Dead of Night (Dead of Night 1) - Page 21

“Why? Did you finally watch all of the porn on the Net?”

“Don’t I wish, but no. I was editing film all night. The frigging mayor’s speech and the soccer game. If it wasn’t for soccer moms I’d kill myself. Anyway, I’m beat, I’m out of here, man. ”

“This is important—”

“What? The storm? If you think I’m going to stand out in a frigging hurricane while Gino reads the weather, then you need better drugs. ”

“Screw the storm. I have a lead on something that might actually be something. ”

“Something by whose scale? Town or county?”

Trout grinned. “Figure somewhere between Pulitzer and Oscar. ”

Goat blinked. “You shitting me?”

“I shit thee not. ” Trout dropped the story on Goat.

“Oh hell yes,” said Goat. “That’s huge. ”

“I know, right?”

“This is going to give the whole Gibbon story some new legs. Let me tweet something. ”

Trout nodded. Like anyone who still planned to have a future as a paid reporter, he understood the value of social networking.

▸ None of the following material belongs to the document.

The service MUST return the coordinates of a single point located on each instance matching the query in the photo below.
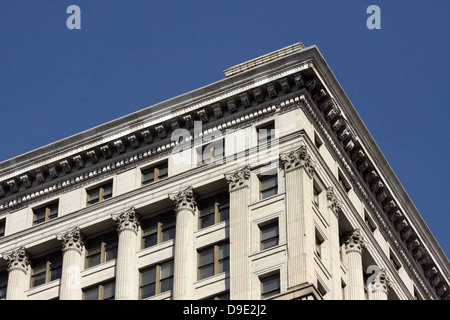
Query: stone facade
(264, 185)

Twitter and Facebook moved mountains in terms of PR and buzz. Goat managed the online accounts for their division of Regional Satellite News, and he’d goosed the buzz to the point where RSN had over eighty thousand followers. Ten times the number of people who lived in the county.

“How’s this?” Goat typed in a short message: “Coming soon—RSN exclusive—Untold secrets of Homer Gibbon!”

“Perfect,” said Trout. “Short, though. I thought Twitter let you write a hundred and forty words. ”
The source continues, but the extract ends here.